The risk here is that you have had your deposit money tied up in an investment which has been later void, therefore losing other opportunities to invest that sum in the meantime.
“Before buying any property, it’s important to work out exactly what you want and to carry out due diligence,” Media Communications Manager at Real Estate Authority, Amie Paston, says.
“We recommend finding out as much as you can about the property before you make an offer and seeking advice from a lawyer or conveyancer,” she says.
The Real Estate Authority’s website Settled also states that, “You are entirely reliant on the developer and construction firm, so it’s important to do your due diligence.
“What is their reputation? Check their credentials – how long have they been developing properties?
“Take a look at any previous developments they have been involved in.
“Check all the details... what size were the beds in the promotional shots? Ask about soundproofing,” they say.
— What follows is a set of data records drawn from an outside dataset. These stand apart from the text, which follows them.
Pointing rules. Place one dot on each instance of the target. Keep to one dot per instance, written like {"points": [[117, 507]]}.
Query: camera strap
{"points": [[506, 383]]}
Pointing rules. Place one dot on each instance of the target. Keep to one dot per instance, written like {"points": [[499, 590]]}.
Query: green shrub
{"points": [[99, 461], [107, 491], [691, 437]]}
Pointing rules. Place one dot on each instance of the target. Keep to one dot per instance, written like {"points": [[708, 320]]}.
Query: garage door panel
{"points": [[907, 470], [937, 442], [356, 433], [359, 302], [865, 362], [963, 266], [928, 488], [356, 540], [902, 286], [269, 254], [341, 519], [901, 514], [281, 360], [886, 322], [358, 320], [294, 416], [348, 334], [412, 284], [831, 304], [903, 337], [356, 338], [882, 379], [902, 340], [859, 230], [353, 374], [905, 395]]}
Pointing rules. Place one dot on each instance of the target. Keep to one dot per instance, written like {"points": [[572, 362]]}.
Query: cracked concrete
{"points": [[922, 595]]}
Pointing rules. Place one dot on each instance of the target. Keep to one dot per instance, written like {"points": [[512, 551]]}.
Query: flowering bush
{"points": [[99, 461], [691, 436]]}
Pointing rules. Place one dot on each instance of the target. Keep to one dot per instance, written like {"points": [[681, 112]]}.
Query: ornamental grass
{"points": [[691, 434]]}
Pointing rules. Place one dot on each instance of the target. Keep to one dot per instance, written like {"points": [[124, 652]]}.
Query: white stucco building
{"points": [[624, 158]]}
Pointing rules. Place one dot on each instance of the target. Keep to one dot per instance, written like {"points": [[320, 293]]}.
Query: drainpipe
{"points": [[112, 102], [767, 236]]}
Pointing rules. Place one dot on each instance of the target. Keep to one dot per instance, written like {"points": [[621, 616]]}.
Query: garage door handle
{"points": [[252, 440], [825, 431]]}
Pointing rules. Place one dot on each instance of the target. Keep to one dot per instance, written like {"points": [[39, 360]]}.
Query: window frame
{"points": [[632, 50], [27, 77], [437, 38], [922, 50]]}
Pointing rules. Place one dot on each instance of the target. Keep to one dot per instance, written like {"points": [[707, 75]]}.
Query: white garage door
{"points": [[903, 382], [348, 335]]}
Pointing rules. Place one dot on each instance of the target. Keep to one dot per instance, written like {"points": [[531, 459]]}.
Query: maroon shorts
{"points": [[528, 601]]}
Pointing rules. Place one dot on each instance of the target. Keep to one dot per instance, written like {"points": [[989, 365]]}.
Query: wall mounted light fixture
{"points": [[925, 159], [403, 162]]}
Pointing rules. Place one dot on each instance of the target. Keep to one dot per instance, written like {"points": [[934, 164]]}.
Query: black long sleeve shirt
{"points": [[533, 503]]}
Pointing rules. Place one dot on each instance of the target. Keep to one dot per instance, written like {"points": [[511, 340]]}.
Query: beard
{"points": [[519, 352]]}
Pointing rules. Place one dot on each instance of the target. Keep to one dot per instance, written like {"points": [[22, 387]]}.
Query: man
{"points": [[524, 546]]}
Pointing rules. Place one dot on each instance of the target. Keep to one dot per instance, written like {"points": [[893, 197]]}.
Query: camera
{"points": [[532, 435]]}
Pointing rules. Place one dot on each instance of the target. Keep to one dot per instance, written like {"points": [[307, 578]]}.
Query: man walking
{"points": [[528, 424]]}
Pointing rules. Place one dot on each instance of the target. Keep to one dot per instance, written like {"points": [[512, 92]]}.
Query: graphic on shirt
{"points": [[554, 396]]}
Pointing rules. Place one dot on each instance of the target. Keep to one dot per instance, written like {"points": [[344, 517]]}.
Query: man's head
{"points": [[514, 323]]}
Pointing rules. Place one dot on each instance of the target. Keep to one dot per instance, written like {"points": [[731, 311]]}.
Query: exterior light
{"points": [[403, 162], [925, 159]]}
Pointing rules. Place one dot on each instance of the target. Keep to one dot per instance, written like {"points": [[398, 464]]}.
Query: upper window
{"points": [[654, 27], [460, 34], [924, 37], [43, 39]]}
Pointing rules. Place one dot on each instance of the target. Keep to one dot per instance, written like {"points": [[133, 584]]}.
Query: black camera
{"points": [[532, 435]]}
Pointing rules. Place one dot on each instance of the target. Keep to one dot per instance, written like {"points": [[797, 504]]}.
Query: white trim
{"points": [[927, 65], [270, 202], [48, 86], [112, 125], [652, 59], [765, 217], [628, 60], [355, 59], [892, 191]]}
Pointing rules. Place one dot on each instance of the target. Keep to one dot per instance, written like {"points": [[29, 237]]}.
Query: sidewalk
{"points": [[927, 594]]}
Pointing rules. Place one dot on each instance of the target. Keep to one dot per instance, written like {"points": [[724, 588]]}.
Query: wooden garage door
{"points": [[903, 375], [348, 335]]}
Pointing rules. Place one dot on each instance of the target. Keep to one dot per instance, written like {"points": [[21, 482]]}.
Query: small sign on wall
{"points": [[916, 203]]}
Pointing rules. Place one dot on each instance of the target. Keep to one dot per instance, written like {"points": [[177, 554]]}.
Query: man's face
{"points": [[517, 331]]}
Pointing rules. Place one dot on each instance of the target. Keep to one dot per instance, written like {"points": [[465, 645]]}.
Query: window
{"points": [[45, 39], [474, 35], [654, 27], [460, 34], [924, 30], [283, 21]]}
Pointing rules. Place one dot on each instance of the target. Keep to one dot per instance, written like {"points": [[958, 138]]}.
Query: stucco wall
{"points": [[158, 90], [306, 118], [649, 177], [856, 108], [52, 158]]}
“Buyers of units off the plan should always seek legal advice before signing the contract,” Jonkers says.
“Ideally, deposit funds should be kept in a solicitor’s trust account to ensure the funds are able to be recovered if the terms of the contract are not met.
“Buyers should fully understand the contract to ensure they don’t face unexpected problems before or during settlement,” he says.
Inside the purchase of an Auckland apartment
*Michael Rogers paid a 10% deposit for his central Auckland apartment in 2015, which was due for completion in March 2018.
“The settlement and move-in date ended up being June 2018, but it wasn’t a big inconvenience for us as we were living overseas and waiting for it to be completed so we could rent it out until we moved home later in the year,” Rogers says.
“The developers regularly kept us updated on their progress, so tenants knew it was falling slightly behind schedule and could plan for it.
“The price to pay on completion was still the same amount as we originally agreed to and there were only a few teething problems, such as the internet not working, shower fittings breaking, and a leak caused by a plumbing issue.
“But apart from that, we’re really happy with the final build.
“The developers communicated regularly with us and delivered what they’d promised, which is the most important thing,” he said.
Since paying the deposit on the property, the apartment increased in value roughly 20% by the time of completion.
“We were lucky to buy at a moment when the Auckland market was booming.
“We found the experience of buying off-plan stress-free and rewarding.
“The downside is you don’t get to physically experience the apartment before moving in, however the developers provided visuals and detailed sketches, so we knew exactly what we were getting.
“We got our mortgage with Westpac, who were really helpful and explained what we had to do every step of the way,” Rogers says.
But he does recommend doing due diligence and finding out as much as you can about the developer.
“Find out what projects have they recently completed, and did they go to plan?
“Does a Google search turn up any negative news articles about the company or their executives? What sort of reputation do they have within the industry?
“Who are the builders and check what sort of reputation they have,” he said.